Brasil pode ser condenado em Corte Internacional por anistiar torturadores
A discussão sobre o perdão que a Lei de Anistia brasileira, de 1979, concedeu aos agentes da repressão da Ditadura Militar (1964-1985) pode ter acabado no STF (Supremo Tribunal Federal). Mas o caso está longe de ser encerrado. O Brasil pode ainda ser condenado pela Corte Interamericana de Direitos Humanos por manter o entendimento de que os sequestros, assassinatos e torturas cometidos por agentes do estado durante o regime militar foram perdoados e esquecidos com a Lei 6.683. Essa condenação, inclusive, pode ocorrer ainda em 2010.
Isso porque a Corte, órgão da OEA (Organização dos Estados Americanos), pode entender que a Lei de Anistia, da forma como vem sendo interpretada, é um obstáculo na busca do direito à verdade e à Justiça —no caso, na tentativa de responsabilizar os torturadores da época. A análise é da diretora no Brasil da organização não-governamental Cejil (Centro pela Justiça e o Direito Internacional), Beatriz Affonso.

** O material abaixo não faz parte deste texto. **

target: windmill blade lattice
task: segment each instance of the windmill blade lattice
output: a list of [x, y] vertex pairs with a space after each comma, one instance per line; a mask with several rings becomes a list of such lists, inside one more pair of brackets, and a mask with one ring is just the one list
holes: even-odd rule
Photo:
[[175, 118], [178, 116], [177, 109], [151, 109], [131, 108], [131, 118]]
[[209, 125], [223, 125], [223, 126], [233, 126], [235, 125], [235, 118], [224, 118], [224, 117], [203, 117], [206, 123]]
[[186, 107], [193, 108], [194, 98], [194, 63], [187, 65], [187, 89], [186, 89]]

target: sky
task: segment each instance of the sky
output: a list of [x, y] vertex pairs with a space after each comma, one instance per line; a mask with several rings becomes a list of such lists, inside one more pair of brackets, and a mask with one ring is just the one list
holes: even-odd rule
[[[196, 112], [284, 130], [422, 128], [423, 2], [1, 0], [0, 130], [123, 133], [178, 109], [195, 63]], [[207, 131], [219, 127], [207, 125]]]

Isso porque a Corte, órgão da OEA (Organização dos Estados Americanos), pode entender que a Lei de Anistia, da forma como vem sendo interpretada, é um obstáculo na busca do direito à verdade e à Justiça —no caso, na tentativa de responsabilizar os torturadores da época. A análise é da diretora no Brasil da organização não-governamental Cejil (Centro pela Justiça e o Direito Internacional), Beatriz Affonso.
O caso em tramitação na Corte envolve episódios da Guerrilha do Araguaia (1972-1975), instalada na região onde hoje fica o Estado de Tocantins com o objetivo de combater a ditadura militar. Recentemente, o militar reformado Sebastião Curió Rodrigues de Moura, o major Curió, afirmou que pelo menos 41 pessoas foram executadas pelo Exército na guerrilha.

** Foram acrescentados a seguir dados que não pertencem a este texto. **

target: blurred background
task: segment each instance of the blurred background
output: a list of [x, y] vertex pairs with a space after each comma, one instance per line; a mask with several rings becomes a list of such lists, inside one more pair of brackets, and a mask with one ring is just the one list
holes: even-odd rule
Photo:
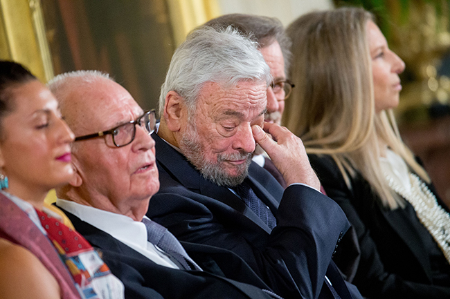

Quando a ditadura militar ainda estava em curso, os familiares das vítimas procuraram a Justiça Brasileira. Em 1982, uma ação civil pedia, além da apuração sobre os crimes, a localização dos restos mortais dos guerrilheiros. Mais de dez anos depois, em 1996, o caso ainda não tinha saído do trâmite inicial na Justiça.

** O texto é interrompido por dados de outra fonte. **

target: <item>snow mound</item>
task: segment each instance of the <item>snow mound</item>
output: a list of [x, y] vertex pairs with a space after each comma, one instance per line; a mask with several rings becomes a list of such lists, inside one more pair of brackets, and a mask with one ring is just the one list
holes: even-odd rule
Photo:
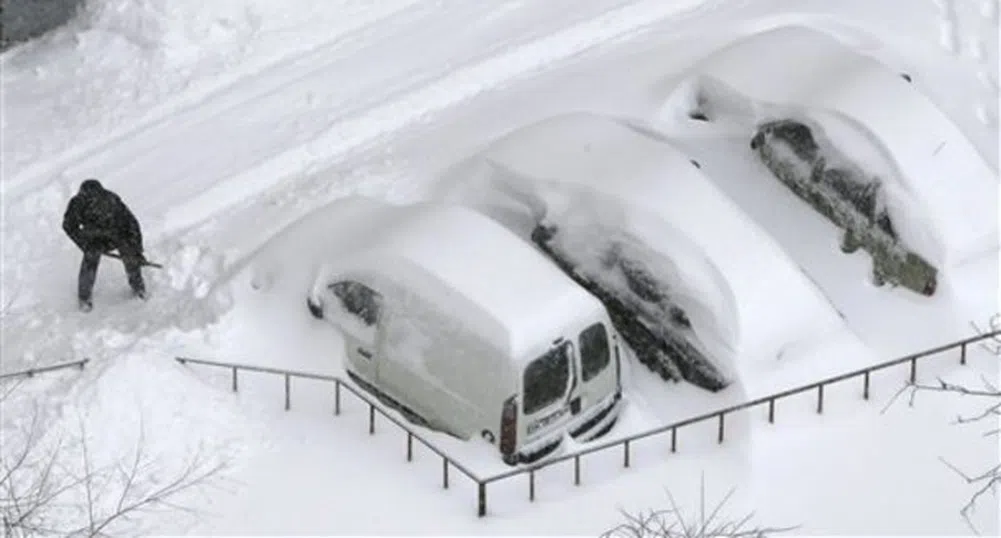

Com essa denegação de Justiça, foi possível que o Cejil, o grupo Tortura Nunca Mais (do Rio de Janeiro) e a Comissão de Familiares de Mortos e Desaparecidos Políticos de São Paulo recorressem ao sistema interamericano, por violação dos direitos humanos. A Corte Interamericana pode ser procurada quando o suposto abuso não teve solução judicial interna e as violações permaneceram.
O caso tramitou por 12 anos na Comissão Interamericana de Direitos Humanos, primeiro órgão a tomar conhecimento de uma denúncia, até ser então encaminhado à Corte.
Está marcada para os dias 20 e 21 de maio desse ano a audiência do processo. De acordo com Beatriz Affonso, depois desse passo, usualmente leva-se de três a sete meses para que uma sentença seja dada. Assim, o Brasil pode ser condenado ainda nesse ano.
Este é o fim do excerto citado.